THE Tamil Nadu Pollution Control Board (PCB) has cracked the whip against dyeing units in Tirupur for not complying with the Board's directive on effluent treatment. The Board has ordered disconnection of electricity supply to two major dyeing units for failing to comply with its directive.

The electricity board had disconnected power supply to the two units since Thursday, PCB sources said.

The two dyeing units, with five tonnes and four tonnes per-day processing capacity respectively, are among the ten major dyeing units which were served with show-cause notices earlier by the PCB for not implementing the Board's directive of reducing effluent load, despite availing themselves of time to do so.

The two units that suffered power disconnection are members of two different common effluent treatment plants (CETPs) in operation in Tirupur.

The sources said the action against the two dyeing units was taken under Section 33(a) of Water (Prevention and Control of Pollution) Act 1975 as amended in1988.

The State pollution control board has for quite some time been urging the Tirupur dyeing units to go for mechanical segregation of the dye-bath and dye-salt, especially by the major dyeing units so as to bring down the effluent load in the water discharged by them.

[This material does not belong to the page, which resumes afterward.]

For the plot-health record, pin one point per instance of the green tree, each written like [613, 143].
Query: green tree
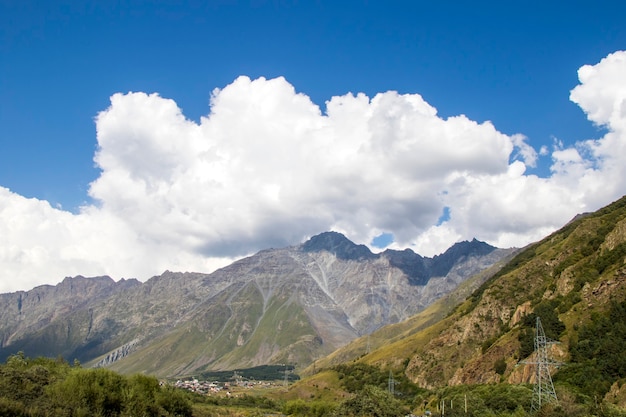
[372, 401]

The Board had in fact wanted these dye-houses to take as a model a private dyeing unit, Chemtech Processors which is the first dyeing unit in the Tirupur area to go for `zero' discharging through multiple-evaporaion and reverse osmosis technique to treat the effluents discharged from its 5-tonne capacity processing unit.

The State PCB took a tough posture against the polluting industry ever since the widespread public protest against the dyeing houses in another textile cluster in Karur.

The PCB had only recently ordered disconnection of power supply to about 100 dyeing units coming under two CETPs in Karur. Only last month the members of the Loss of Ecology Authority appointed by the Madras High Court visited Tirupur to personally assess the impact of the environmental damages caused by the pollution in the Noyyal river system.